Les sujets de discorde ne manquent pas. À commencer par « LE » dossier stratégique de l’arrivée d’un investisseur privé au capital de l’école. Bruno Bonnell privilégiait le fonds Eurazeo, tandis que Tawhid Chtioui militait pour Qualium Investissement allié à Bpifrance – l’option qui a finale- ment été retenue. Le rapatriement sur le campus d’Écully, pour raison budgétaire, des équipes d’Emlyon installées dans un immeuble de La Part-Dieu par Bernard Belletante, qui entendait ainsi reconnecter l’école à Lyon, a également été source de désaccords.
Problèmes d’hommes
Pour marquer leur opposition, Bruno Bonnell puis Bernard Belletante (qui était en charge du projet de Campus à Gerland) ont successivement quitté leurs fonctions en fin d’année dernière. « Mais il ne faut pas mésestimer leurs pouvoirs de nuisance même après leurs départs. Sans compter que Tawhid Chtioui n’a pas de réseau à Lyon. Il s’est retrouvé isolé. »
C’est dans ce contexte déjà compliqué que les relations se sont ensuite rafraîchies avec l’actionnaire Qualium, conduisant au départ devenu inéluctable de Tawhid Chtioui. « Il y a eu une transition managériale qui a été mal assurée. Bernard Belletante a souhaité prendre du recul en 2018 et nous a dit : j’ai une solution, c’est Tawhid Chtioui. Nous l’avons rencontré, auditionné et, collectivement, nous l’avons nommé à la direction. Mais le rôle de premier de cordée n’est pas toujours simple, surtout quand il y a de nouveaux équilibres à trouver », commente Emmanuel Imberton.

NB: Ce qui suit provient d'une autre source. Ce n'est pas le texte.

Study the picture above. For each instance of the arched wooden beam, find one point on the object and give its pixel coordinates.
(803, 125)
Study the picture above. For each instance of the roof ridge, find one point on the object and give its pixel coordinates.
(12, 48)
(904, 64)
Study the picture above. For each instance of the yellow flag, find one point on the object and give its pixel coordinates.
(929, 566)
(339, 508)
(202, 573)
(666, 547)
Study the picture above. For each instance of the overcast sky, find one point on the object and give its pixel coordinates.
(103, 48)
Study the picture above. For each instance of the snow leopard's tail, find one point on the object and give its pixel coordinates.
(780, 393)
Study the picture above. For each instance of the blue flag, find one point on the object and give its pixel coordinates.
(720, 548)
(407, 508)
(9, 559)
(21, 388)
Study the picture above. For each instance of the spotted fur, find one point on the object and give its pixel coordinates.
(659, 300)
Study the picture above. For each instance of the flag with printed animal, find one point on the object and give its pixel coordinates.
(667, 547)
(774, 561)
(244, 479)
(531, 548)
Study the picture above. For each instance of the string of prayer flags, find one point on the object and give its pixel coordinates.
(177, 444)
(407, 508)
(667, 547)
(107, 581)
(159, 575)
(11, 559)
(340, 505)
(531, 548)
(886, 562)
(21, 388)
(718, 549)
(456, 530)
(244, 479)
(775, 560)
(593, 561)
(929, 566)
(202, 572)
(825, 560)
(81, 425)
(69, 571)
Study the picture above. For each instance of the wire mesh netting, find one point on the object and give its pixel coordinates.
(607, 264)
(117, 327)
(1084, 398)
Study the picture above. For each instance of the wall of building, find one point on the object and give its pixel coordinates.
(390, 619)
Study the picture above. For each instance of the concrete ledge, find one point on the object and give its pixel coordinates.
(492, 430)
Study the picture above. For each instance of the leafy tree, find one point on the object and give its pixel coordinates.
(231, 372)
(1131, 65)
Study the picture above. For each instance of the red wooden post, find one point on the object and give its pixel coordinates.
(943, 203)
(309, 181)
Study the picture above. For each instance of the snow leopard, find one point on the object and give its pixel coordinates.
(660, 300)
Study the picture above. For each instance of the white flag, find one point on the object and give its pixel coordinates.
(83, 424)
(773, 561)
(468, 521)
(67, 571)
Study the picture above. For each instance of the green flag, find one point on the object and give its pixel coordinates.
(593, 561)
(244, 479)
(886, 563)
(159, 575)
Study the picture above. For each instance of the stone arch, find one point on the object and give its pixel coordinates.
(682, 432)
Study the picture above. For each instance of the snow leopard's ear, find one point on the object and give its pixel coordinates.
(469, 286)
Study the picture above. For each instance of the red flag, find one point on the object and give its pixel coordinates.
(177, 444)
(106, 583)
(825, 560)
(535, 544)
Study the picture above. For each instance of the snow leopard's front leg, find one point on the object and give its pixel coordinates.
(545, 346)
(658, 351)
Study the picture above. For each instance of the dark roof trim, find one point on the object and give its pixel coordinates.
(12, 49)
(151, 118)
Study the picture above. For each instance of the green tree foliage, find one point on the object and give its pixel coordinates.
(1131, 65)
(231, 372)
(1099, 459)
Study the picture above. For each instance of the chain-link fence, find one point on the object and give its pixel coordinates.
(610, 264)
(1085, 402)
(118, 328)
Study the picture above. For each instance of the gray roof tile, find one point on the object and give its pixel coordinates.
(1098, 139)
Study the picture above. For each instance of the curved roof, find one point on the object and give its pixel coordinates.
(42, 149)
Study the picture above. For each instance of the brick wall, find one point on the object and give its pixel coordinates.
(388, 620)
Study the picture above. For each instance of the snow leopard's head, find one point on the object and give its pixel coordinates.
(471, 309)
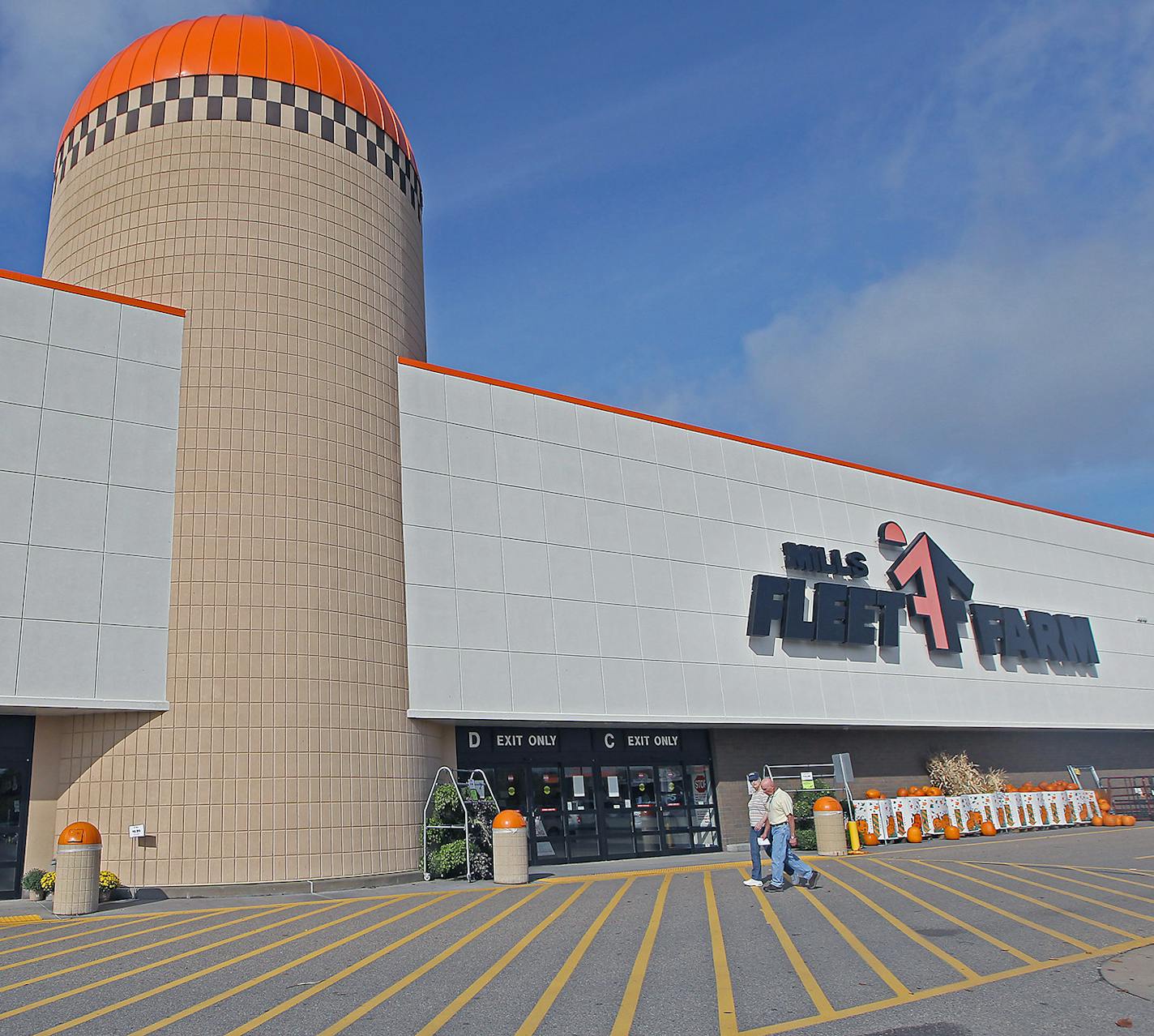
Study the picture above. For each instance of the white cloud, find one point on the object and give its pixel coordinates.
(51, 49)
(981, 365)
(1020, 357)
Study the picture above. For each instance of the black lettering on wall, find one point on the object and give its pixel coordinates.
(1047, 636)
(830, 612)
(890, 604)
(794, 625)
(987, 623)
(1015, 639)
(860, 614)
(767, 602)
(1078, 639)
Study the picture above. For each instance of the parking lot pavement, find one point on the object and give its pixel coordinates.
(991, 935)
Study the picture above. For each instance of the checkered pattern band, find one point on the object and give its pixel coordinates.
(240, 98)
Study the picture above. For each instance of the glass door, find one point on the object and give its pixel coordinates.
(547, 819)
(580, 813)
(13, 799)
(617, 813)
(674, 809)
(643, 794)
(703, 807)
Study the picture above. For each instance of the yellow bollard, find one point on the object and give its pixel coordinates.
(855, 845)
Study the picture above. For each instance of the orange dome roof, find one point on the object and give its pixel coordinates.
(240, 45)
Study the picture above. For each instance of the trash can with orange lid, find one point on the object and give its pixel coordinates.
(829, 826)
(511, 848)
(78, 889)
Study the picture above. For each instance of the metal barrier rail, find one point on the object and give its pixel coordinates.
(1131, 794)
(891, 818)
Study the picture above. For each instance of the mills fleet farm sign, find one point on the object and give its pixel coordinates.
(925, 584)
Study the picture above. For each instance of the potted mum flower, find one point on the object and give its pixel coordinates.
(109, 884)
(32, 883)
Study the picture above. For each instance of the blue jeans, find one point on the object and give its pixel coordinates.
(755, 853)
(784, 856)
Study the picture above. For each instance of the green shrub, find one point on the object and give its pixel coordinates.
(447, 845)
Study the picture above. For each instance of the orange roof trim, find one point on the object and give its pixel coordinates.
(799, 453)
(240, 45)
(92, 293)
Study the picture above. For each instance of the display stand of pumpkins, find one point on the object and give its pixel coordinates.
(977, 823)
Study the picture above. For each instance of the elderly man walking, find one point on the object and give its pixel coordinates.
(784, 837)
(759, 826)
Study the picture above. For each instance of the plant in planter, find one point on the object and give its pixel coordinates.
(32, 883)
(447, 845)
(109, 884)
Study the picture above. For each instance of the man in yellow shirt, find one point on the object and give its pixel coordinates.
(784, 839)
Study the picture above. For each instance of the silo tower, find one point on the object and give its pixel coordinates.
(250, 173)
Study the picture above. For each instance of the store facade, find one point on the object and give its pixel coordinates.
(601, 793)
(574, 570)
(263, 570)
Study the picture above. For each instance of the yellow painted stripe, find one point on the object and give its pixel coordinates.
(1036, 901)
(56, 953)
(498, 965)
(862, 951)
(649, 872)
(1113, 877)
(628, 1008)
(536, 1016)
(905, 929)
(169, 960)
(356, 965)
(952, 987)
(1033, 883)
(1113, 892)
(217, 967)
(813, 987)
(727, 1009)
(985, 905)
(57, 927)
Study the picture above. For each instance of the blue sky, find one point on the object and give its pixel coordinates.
(912, 236)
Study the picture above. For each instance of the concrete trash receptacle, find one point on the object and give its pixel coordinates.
(511, 848)
(830, 827)
(78, 888)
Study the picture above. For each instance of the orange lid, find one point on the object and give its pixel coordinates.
(81, 833)
(240, 45)
(825, 804)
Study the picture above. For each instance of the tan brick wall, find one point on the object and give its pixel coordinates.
(890, 758)
(288, 752)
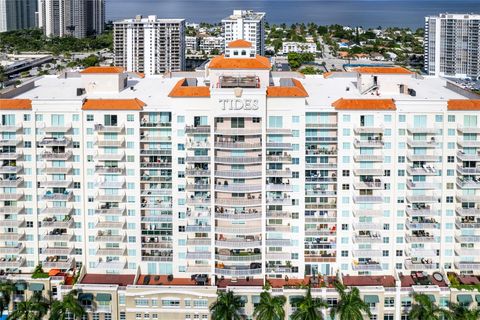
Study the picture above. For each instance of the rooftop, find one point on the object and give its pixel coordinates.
(112, 279)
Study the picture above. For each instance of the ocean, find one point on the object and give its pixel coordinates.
(365, 13)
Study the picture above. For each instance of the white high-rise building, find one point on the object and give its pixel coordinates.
(150, 45)
(18, 14)
(77, 18)
(238, 175)
(452, 45)
(247, 25)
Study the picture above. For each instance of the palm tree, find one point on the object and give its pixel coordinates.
(350, 305)
(270, 307)
(426, 309)
(60, 309)
(309, 308)
(226, 307)
(6, 290)
(32, 309)
(460, 312)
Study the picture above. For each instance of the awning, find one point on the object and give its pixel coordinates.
(371, 299)
(36, 287)
(21, 286)
(85, 296)
(465, 298)
(104, 297)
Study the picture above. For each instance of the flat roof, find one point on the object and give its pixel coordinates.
(112, 279)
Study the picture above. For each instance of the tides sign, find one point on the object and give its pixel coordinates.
(239, 104)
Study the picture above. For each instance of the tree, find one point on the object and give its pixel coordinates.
(61, 309)
(426, 309)
(270, 307)
(226, 307)
(6, 290)
(309, 308)
(350, 305)
(461, 312)
(32, 309)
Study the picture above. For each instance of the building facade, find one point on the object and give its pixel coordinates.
(247, 25)
(239, 175)
(76, 18)
(16, 15)
(452, 45)
(150, 45)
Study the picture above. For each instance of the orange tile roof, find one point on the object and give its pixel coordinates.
(383, 70)
(113, 104)
(181, 91)
(296, 91)
(15, 104)
(240, 43)
(103, 70)
(259, 62)
(364, 104)
(459, 105)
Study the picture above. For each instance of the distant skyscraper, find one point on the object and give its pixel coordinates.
(150, 45)
(18, 14)
(452, 45)
(77, 18)
(247, 25)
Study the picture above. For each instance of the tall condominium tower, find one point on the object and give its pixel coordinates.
(235, 176)
(247, 25)
(150, 45)
(452, 45)
(19, 14)
(77, 18)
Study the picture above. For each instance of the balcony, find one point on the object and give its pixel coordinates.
(368, 199)
(236, 174)
(237, 145)
(420, 264)
(367, 266)
(109, 170)
(231, 272)
(248, 242)
(197, 129)
(13, 182)
(100, 128)
(369, 172)
(11, 168)
(47, 155)
(12, 262)
(468, 170)
(368, 129)
(370, 143)
(368, 158)
(468, 156)
(10, 155)
(50, 196)
(110, 156)
(54, 142)
(238, 230)
(432, 143)
(10, 142)
(468, 265)
(370, 185)
(11, 196)
(56, 184)
(238, 160)
(469, 143)
(55, 262)
(468, 211)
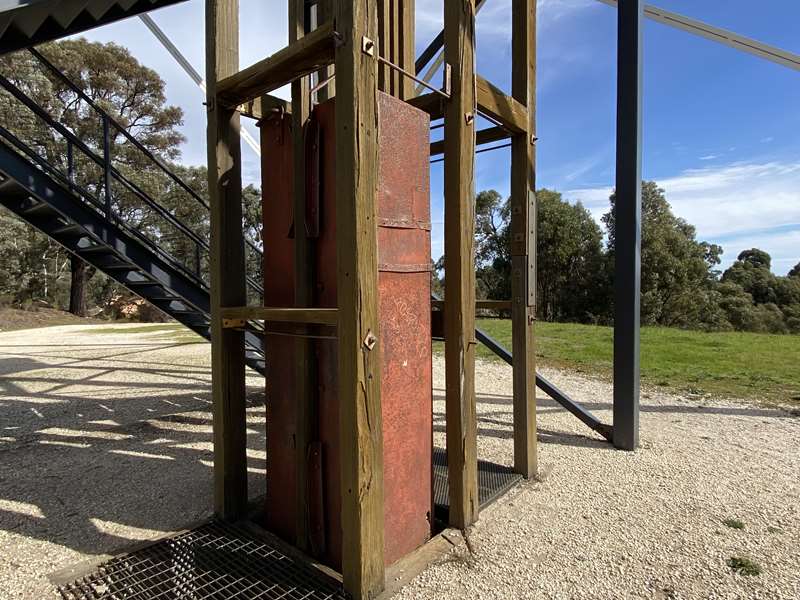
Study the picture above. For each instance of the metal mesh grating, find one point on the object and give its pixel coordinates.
(493, 481)
(215, 561)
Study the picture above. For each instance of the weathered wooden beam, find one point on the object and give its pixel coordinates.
(227, 265)
(302, 57)
(432, 103)
(484, 136)
(507, 111)
(407, 48)
(459, 236)
(523, 238)
(491, 102)
(305, 387)
(261, 107)
(359, 348)
(310, 316)
(479, 304)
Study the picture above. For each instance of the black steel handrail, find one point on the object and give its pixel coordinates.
(100, 161)
(141, 147)
(91, 197)
(112, 173)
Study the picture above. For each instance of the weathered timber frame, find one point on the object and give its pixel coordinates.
(368, 47)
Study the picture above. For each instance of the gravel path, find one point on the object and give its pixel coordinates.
(106, 439)
(649, 524)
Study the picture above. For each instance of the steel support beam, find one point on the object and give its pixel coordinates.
(628, 215)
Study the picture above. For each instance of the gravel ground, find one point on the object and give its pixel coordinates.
(106, 439)
(608, 524)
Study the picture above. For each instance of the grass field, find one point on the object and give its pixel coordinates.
(742, 365)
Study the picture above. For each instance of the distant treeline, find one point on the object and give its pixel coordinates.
(681, 284)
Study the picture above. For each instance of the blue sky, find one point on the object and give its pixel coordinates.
(721, 128)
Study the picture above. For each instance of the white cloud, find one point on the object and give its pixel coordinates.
(740, 205)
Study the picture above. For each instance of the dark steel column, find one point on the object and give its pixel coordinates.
(627, 286)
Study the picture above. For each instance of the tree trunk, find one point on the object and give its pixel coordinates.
(81, 273)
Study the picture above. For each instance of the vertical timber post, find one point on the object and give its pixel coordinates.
(406, 35)
(304, 380)
(627, 280)
(459, 245)
(325, 14)
(359, 346)
(523, 238)
(227, 264)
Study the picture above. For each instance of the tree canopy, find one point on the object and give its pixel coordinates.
(681, 283)
(37, 269)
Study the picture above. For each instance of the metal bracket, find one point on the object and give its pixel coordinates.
(447, 79)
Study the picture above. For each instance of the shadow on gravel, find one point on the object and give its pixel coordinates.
(114, 447)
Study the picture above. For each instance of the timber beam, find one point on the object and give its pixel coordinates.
(523, 230)
(359, 347)
(459, 245)
(484, 136)
(492, 103)
(261, 107)
(302, 57)
(227, 267)
(479, 304)
(507, 111)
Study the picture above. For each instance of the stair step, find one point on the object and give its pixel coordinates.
(96, 249)
(71, 230)
(39, 208)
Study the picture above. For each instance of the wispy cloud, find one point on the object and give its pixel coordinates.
(739, 205)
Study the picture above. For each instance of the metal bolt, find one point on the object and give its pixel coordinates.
(367, 46)
(370, 340)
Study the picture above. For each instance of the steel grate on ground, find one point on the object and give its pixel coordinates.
(493, 481)
(214, 561)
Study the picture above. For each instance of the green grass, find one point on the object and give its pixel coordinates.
(739, 365)
(733, 523)
(744, 566)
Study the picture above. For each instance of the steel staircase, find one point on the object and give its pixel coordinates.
(86, 216)
(26, 23)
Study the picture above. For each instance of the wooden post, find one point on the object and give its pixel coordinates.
(325, 14)
(227, 264)
(357, 279)
(459, 236)
(407, 32)
(305, 368)
(523, 238)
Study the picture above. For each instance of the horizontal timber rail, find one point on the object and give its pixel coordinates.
(232, 317)
(484, 136)
(492, 103)
(310, 53)
(479, 304)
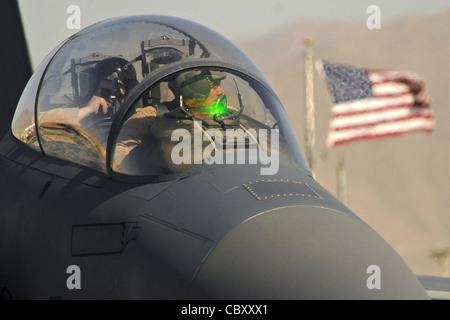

« On a fait une erreur de casting, c’est évident. Ça n’a pas fonctionné et ça a été un problème d’hommes au pluriel », abonde Bernard Belletante. Quant à Bruno Bonnell, il sort carrément la sulfateuse : « Il avait une vision solide pour Emlyon, mais son exécution a été exécrable. Diriger une école aussi complexe, ce n’est pas dire “j’ai raison contre tout le monde”. Résultat, il a eu ce qu’il mérite et il doit assumer. Le challenge était un peu élevé pour lui. Le mieux est qu’il retourne gérer une petite école comme il le faisait auparavant. »
Par Vincent Lonchampt et Jean-Pierre Vacher
Les Faits :
AVRIL 2019
Alors directeur général d’Emlyon Afrique,Tawhid Chtioui est nommé président du directoire et directeur général de l’école. « Je défends le même projet que Bernard Belletante mais j’emprunterai des chemins différents. Je pense que je consacrerai beaucoup plus de temps aux équipes », affirme-t-il d’emblée.
SEPT. 2019
Dans la foulée de l’entrée au capital de Qualium Investissement,Bruno Bonnell quitte ses fonctions de président du conseil de surveillance. Et lance un message clair à Tawhid Chtioui : « Attention à ne pas brusquer Emlyon. »
OCT. 2019
Bernard Belletante quitte à son tour Emlyon. Président de l’école pendant cinq ans, il était en charge du projet de déménagement d’Emlyon sur son nouveau campus de Gerland, prévu en 2022.
6 JANV. 2020
Le départ de Tawhid Chitoui est officialisé. Tugrul Atamer (photo), membre du directoire, est nommé à la présidence par intérim.